Ein Interview mit Dr. Gabriele Holfeld-Weitlof, Expertin für Psychosomatik.
Frau Dr. Holfeld-Weitlof zu Ihnen kommen oft Patienten, die schon einen langen Leidensweg hinter sich haben: die von Arzt zu Arzt geschickt worden sind, die aber immer noch ratlos sind, was die Ursache ihrer Beschwerden ist. Was sagen Sie solchen Patienten?
Holfeld-Weitlof: Ich nehme mir in erster Linie Zeit. Viel Zeit, um mir die Geschichte von Anfang an neu erzählen zu lassen. Die Menschen kommen mit
einem Riesen Akt an Befunden zu mir, aber oftmals sieht jeder Facharzt solche Patienten „durch seine Brille“, und die ganzheitliche Sicht fehlt. Ich nehme diese Patienten und ihre Beschwerden ernst, und wenn alle organischen, schulmedizinischen
Befunde in Ordnung sind, schauen wir uns die
psychische Komponente an.
Wenn die Beschwerden auf seelische Zustände zurückzuführen sind, warum ist die Diagnose dann so schwierig?
Holfeld-Weitlof: Manchmal wollen sich die Patienten einfach nicht ins „seelische Eck“ rücken lassen und suchen „verzweifelt“ nach einer physischen
Diagnose.Wenn sich aber herausstellt, dass es eine seelische Ursache hat, die man auch behandeln kann, ist die Erleichterung oft sehr groß. Viele fragen sich dann, warum bin ich das Problem nicht früher schon aus Sicht der Psychosomatik angegangen.
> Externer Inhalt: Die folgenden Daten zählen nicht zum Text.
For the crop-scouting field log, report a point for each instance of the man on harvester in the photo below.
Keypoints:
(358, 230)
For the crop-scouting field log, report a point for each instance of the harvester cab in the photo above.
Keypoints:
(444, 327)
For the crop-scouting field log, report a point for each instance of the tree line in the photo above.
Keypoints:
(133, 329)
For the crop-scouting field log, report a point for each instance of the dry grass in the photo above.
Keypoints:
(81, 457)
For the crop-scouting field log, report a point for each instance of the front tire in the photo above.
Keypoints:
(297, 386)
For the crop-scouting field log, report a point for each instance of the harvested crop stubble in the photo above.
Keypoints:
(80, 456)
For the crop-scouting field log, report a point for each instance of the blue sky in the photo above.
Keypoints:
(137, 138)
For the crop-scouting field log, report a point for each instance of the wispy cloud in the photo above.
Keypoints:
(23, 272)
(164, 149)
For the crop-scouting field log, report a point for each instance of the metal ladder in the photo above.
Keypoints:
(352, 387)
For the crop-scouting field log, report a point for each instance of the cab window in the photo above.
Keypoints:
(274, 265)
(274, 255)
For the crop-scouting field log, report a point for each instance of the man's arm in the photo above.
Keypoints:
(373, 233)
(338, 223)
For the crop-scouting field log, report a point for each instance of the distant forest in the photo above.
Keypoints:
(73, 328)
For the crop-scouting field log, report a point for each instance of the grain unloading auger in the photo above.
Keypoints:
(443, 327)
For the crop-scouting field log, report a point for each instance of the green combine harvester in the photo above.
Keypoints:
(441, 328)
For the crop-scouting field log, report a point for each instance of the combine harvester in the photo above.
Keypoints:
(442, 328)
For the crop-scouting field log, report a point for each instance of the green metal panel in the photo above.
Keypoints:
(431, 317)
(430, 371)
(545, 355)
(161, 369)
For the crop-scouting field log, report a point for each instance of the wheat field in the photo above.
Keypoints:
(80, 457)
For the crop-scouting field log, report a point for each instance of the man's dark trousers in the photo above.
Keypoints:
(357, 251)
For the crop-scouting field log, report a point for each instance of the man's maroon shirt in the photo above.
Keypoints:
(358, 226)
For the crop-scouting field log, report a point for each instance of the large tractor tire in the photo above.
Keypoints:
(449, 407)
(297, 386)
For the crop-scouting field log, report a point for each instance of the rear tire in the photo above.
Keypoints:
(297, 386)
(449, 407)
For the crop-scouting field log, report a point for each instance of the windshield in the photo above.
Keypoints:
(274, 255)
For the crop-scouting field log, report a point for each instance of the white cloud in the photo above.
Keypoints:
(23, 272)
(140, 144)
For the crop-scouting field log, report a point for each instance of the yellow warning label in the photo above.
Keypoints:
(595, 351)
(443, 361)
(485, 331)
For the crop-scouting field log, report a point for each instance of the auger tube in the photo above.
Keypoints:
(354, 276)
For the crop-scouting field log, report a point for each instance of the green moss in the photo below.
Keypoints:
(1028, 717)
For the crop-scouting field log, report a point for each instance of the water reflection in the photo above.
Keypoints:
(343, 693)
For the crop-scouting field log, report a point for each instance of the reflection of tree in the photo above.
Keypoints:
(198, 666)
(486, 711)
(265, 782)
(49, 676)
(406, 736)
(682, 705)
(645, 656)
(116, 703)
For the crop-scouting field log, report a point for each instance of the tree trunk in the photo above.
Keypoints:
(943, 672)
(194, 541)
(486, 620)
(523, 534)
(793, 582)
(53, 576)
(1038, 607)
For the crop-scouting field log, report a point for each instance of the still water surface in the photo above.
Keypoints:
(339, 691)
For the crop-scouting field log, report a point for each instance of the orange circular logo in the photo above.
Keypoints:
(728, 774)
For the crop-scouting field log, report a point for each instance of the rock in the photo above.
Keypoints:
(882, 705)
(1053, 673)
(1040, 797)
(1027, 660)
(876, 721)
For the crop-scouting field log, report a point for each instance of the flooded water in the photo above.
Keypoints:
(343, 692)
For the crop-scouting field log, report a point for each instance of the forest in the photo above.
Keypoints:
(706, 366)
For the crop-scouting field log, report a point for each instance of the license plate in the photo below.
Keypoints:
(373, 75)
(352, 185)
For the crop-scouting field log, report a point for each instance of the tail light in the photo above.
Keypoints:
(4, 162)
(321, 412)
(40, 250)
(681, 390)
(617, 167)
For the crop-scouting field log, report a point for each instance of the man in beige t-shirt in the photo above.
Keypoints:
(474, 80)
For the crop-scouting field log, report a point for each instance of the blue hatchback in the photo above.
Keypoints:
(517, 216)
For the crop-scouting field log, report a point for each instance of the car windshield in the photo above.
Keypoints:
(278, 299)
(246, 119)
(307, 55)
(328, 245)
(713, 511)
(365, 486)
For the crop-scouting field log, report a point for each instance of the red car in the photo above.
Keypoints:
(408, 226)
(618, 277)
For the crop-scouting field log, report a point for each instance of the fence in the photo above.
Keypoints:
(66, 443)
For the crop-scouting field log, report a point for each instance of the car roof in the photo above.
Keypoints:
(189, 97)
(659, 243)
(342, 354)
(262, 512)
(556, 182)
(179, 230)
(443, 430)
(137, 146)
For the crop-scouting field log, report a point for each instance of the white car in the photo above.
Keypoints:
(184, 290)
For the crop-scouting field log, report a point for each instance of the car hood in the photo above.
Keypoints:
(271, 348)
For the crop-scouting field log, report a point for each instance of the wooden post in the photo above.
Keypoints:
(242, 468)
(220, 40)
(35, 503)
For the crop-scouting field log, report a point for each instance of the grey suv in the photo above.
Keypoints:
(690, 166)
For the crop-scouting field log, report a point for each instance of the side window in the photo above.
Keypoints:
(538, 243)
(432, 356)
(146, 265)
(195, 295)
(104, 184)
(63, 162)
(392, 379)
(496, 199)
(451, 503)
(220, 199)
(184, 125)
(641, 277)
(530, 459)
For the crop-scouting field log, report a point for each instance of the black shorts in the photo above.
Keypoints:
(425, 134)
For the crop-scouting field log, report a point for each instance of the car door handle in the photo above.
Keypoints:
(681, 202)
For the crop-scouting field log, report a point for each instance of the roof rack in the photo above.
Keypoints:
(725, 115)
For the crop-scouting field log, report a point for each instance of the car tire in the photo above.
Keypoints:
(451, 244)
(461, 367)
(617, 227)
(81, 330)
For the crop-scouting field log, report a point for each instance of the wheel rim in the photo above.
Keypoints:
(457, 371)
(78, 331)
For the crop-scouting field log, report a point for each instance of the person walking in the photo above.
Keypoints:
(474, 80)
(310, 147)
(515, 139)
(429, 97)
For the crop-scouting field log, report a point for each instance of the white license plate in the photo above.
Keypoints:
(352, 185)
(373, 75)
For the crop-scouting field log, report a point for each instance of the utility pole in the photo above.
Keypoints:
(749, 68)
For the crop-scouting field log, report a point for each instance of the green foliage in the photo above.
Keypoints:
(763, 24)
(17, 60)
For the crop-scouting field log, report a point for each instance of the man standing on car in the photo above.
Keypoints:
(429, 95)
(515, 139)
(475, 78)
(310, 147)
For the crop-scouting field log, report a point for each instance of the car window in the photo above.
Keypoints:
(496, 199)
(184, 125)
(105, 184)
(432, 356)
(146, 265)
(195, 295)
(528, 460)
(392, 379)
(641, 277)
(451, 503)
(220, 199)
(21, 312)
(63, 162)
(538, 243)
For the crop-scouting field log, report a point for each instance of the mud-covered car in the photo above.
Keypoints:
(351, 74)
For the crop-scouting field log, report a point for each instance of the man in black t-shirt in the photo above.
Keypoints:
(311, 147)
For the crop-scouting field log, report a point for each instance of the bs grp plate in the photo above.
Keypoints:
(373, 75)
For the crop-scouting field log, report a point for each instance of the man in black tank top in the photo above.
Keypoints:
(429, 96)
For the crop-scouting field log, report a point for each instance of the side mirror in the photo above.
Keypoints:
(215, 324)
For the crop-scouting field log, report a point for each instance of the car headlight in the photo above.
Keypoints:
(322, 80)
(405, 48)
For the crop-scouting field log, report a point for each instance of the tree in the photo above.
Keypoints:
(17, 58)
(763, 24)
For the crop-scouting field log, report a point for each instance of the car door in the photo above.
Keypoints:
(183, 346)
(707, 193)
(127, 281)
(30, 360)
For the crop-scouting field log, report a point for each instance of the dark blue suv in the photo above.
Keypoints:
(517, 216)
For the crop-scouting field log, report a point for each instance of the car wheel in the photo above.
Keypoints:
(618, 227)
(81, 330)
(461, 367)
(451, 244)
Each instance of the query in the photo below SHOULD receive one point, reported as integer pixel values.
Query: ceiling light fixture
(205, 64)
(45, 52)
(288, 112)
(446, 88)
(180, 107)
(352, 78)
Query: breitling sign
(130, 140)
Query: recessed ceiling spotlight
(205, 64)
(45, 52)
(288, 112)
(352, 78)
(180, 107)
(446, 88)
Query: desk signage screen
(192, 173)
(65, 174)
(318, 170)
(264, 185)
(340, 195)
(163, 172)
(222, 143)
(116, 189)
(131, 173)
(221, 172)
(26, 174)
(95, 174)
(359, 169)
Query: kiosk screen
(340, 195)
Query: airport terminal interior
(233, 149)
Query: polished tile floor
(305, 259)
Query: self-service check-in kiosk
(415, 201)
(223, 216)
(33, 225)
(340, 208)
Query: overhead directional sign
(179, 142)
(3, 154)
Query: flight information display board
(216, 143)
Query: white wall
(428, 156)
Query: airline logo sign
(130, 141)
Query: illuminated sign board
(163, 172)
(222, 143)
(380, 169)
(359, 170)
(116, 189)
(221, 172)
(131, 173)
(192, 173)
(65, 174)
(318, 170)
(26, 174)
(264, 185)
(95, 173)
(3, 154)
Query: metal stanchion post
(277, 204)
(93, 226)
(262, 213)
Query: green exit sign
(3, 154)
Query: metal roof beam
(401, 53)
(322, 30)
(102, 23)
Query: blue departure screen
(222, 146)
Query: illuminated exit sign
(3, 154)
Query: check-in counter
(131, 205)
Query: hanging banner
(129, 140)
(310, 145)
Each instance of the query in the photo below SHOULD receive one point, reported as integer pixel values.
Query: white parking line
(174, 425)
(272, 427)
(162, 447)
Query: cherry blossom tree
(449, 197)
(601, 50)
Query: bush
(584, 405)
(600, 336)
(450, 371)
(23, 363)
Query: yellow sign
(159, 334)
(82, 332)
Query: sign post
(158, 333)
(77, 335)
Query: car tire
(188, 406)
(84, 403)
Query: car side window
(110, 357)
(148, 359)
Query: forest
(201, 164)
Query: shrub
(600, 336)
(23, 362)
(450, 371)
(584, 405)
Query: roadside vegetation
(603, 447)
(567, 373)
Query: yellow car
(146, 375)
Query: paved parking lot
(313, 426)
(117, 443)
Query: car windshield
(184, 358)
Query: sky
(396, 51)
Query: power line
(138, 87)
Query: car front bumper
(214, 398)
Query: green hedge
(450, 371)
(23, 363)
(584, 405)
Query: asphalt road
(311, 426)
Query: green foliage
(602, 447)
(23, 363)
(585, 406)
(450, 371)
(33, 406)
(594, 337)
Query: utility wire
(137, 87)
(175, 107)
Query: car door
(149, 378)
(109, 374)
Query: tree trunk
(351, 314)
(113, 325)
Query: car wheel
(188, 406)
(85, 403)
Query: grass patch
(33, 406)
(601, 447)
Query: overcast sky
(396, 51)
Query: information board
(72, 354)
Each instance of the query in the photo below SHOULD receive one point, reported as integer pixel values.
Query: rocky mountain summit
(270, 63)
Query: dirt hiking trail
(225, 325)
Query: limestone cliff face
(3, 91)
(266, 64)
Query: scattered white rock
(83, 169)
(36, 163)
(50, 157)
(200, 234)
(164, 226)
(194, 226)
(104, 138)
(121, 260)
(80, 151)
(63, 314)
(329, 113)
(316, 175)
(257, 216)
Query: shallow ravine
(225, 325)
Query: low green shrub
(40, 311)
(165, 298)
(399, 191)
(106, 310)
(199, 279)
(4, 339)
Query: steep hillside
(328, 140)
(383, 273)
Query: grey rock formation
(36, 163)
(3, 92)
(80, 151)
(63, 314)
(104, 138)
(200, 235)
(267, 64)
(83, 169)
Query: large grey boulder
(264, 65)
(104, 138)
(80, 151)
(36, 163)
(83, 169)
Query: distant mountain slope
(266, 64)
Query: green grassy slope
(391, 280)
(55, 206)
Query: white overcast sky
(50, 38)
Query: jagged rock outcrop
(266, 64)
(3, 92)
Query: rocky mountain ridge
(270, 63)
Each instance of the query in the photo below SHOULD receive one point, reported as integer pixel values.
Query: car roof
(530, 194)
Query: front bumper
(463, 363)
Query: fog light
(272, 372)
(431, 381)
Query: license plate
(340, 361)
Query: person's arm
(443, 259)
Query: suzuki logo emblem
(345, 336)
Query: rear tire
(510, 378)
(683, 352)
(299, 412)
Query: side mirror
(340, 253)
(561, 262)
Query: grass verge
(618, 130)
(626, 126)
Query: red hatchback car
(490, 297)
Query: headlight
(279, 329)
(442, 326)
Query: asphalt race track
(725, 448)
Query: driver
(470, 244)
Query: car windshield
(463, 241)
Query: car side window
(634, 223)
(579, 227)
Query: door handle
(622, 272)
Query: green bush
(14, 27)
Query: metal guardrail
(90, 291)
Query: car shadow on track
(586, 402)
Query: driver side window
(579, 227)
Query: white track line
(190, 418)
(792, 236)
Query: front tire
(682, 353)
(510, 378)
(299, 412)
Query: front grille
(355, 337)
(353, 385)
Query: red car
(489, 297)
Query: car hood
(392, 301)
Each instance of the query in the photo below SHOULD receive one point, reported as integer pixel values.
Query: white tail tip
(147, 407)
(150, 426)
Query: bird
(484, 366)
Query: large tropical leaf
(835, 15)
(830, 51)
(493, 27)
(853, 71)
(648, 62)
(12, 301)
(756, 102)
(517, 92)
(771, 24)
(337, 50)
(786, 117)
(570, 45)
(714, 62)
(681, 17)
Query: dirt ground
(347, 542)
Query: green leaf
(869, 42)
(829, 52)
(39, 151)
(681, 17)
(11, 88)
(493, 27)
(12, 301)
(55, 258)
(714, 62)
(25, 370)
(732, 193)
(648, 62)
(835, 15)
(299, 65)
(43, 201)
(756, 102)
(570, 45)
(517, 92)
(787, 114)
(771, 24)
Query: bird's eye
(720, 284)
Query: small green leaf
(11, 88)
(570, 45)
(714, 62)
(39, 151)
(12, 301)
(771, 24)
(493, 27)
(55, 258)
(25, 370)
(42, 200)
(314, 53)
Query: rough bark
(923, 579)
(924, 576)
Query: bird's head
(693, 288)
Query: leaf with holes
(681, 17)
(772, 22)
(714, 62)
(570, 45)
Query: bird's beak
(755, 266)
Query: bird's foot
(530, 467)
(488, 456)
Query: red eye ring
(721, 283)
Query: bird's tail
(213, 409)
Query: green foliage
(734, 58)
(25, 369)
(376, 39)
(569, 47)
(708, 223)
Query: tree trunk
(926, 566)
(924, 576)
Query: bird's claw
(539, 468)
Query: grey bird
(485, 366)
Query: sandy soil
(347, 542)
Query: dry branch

Haben psychosomatische Leiden zugenommen?
Holfeld-Weitlof: Ja.
Hat Corona einen Einfluss? Mit Corona hat ja der psychische Stress zugenommen, was vor allem den Jungen zu schaffen macht.
Holfeld-Weitlof: Ja – Corona hat einen Einfluss. Stichwort: Viel zu Hause sein oder fast nur noch
zu Hause sein. Damit ist die Doppelbelastung bei Frauen gestiegen. Denken wir nur an Homeoffice und Homeschooling. Beziehungskonflikte sind mit Corona ebenfalls häufiger geworden. Überforderung, häusliche Gewalt – das sind auch Folgen von Corona. Bei Jugendlichen ist das Thema soziale Kontakte ganz entscheidend, wenn die eingeengt sind, macht das etwas mit den Jungen. Dazu kommen familiäre Probleme durch das oft beengte Leben in der Wohnung, das macht Stress, psychischen Stress. Es ist aber nicht nur Corona - insgesamt nimmt psychischer Stress zu.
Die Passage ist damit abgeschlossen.